If you are juggling with multiple debts then a debt consolidation loan can help you in this regard. This loan type helps you to collate all your debts into a single loan and that also with a better interest rate.

Nowadays, people are often found to be trapped into credit card debts. The interest rates on the credit cards are higher and you can easily consolidate the credit card debts with the help of a debt consolidation loan on lower rate of interest.

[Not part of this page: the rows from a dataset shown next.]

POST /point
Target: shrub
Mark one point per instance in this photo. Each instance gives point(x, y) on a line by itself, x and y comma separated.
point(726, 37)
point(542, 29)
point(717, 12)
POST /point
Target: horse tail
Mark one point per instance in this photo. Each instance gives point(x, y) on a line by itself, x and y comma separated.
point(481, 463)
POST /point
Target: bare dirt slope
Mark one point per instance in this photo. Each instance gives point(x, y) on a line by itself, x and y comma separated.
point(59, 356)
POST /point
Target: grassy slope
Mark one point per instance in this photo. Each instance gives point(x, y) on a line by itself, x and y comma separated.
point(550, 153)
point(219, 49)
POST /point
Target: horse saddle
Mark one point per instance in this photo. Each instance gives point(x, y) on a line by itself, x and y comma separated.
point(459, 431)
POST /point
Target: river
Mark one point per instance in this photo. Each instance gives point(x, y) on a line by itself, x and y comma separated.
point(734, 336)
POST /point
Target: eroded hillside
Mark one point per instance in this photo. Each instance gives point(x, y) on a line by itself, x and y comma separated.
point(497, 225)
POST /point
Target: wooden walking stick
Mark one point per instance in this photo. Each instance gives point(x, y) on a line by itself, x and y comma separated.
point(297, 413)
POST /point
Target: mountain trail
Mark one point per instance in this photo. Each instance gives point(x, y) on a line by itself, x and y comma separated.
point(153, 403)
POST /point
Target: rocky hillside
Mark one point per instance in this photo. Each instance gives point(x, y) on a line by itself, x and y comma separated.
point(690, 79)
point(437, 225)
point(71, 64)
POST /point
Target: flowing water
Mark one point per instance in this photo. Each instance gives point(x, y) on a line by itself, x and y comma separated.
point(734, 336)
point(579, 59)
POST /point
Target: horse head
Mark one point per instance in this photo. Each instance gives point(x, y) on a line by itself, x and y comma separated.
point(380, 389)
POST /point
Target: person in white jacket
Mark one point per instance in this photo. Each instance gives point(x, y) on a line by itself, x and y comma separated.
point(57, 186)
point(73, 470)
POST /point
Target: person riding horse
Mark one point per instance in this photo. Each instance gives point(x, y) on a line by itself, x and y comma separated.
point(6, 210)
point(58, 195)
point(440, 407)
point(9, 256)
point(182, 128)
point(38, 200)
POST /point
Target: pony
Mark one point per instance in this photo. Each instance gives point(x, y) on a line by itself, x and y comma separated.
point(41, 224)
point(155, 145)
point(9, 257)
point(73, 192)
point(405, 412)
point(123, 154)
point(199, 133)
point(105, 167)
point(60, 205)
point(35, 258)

A debt consolidation loan can be sought as a secured as well as an unsecured loan option. If your credit history is less than perfect or you would like to procure a higher loan amount for consolidating, then a secured debt consolidation loan can be a perfect choice for you.

However, with a secured loan option, you have to put some valuable asset as collateral. And, the loan amount can be sought on the equity present in that property.

On the other hand, with an unsecured loan you can borrow a loan amount without putting any of your assets as collateral. The best part with this loan type is that you dont have the threat of repossession of the property. However, the lender can take a legal action against you if you are unable to keep up the repayments.

Moreover, you can procure unsecured loans faster as compared to its secured counterpart. Above all, less paper work is involved with this loan type which reduces the hassles with this loan option.

So, according to your financial circumstances, you should select the loan option that can give you the adequate loan amount in order to consolidate your debts.